The reality is, we often need ten times the amount of sales opportunities than we think we do to generate income stability and growth.

5 Fixes that will change everything

1. Qualify, qualify, qualify

What questions do you ask in your sales process? Do you spend a lot of time getting to know what your clients are trying to accomplish, and why it is important? Do you know when they need to have that thing you are helping them do done? Exactly? What will happen if it doesn’t get done?

Build a consistent list of questions for the beginning of your sales process to be sure that you deeply understand the problem or challenge faced by your prospective client.

Use this to build a clear and feasible solution, at a price resonant with the value and the financial resources of the client.

2. Simplify your proposal process

About 2  years ago, a beloved client was stuck with a gloriously slow sales pipeline.
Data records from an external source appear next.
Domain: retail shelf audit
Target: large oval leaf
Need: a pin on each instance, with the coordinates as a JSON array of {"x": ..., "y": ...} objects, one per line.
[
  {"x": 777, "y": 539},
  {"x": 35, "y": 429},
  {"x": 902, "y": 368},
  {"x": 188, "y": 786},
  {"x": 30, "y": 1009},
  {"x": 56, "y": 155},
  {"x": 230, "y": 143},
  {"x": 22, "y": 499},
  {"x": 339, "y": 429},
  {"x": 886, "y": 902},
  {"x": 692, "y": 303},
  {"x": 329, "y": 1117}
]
Things were just not moving, and when opportunities arose, it would be a huge, stressful effort to get a proposal out the door.

We evaluated her proposal process, and it turned out, it took about 20 hours of work to get a completed proposal.

She re-engineered the entire process, and ended up getting it to a manageable 2 hours of work.

Pairing extremely consistent marketing actions over time, with her renewed rigor in her sales process, she ended up totally turning things around, to the point of having overflowing amounts of work.

Check out Hubspot’s recent post on recommended proposal software.

3. Don’t trust the Maybes

One of my past clients, Skip Miller, would always say “Yes’s are great. Nos are great. Maybes will kill you.”

Believing that deals in your pipeline will close is the biggest killer of sales momentum, and frankly, your emotional well-being.

After talking with an ideal client, it is normal to get really excited about working with them. If you aren’t careful, you can get ahead of yourself and actually believe you are already working with them, and don’t need to talk to anyone else.

A maybe is not a yes.

Consider it a no.

And go plant some more seeds.

4. Tell people what you do, and why you love it

I work with a lot of people who are generous and humble. They don’t feel comfortable blasting everyone about how great they are all the time.

The thing is, effective selling is not blasting people.

It is, as my friend Phil Jones says in his audio book How to Persuade and Get Paid, “Building enough trust to make a recommendation.”

I hope you are in the kind of business that you believe in. I hope you truly get joy from doing the work. And I hope that you feel so excited when your clients have success that you can’t wait to share it with with everyone.

If this is the case:

Do your neighbors know what you do?

Do you sport parent friends know what you do?

Do your past clients, peers, and fellow employees have a clear sense of what you are doing now?

What benefit are you getting from withholding this information?

Tell them! And watch more opportunities appear.

5. Ask for a decision

Your main goal in sales is not to get a close, but rather to get a decision, yes or no. If you don’t have a decision, as Skip says, you have a Maybe.

Before you leave a sales conversation, define the next steps, check to make sure that your prospective client is in a place to make a decision, then outline a specific date to make a decision.

To respect both of your efforts and energy, you need to make a decision in a timely manner.

If they don’t respond to you in that timeframe, they have other priorities, and that is ok.

As for you, you have problems to solve, things to build, and people to help.

Get out there and plant some more seeds.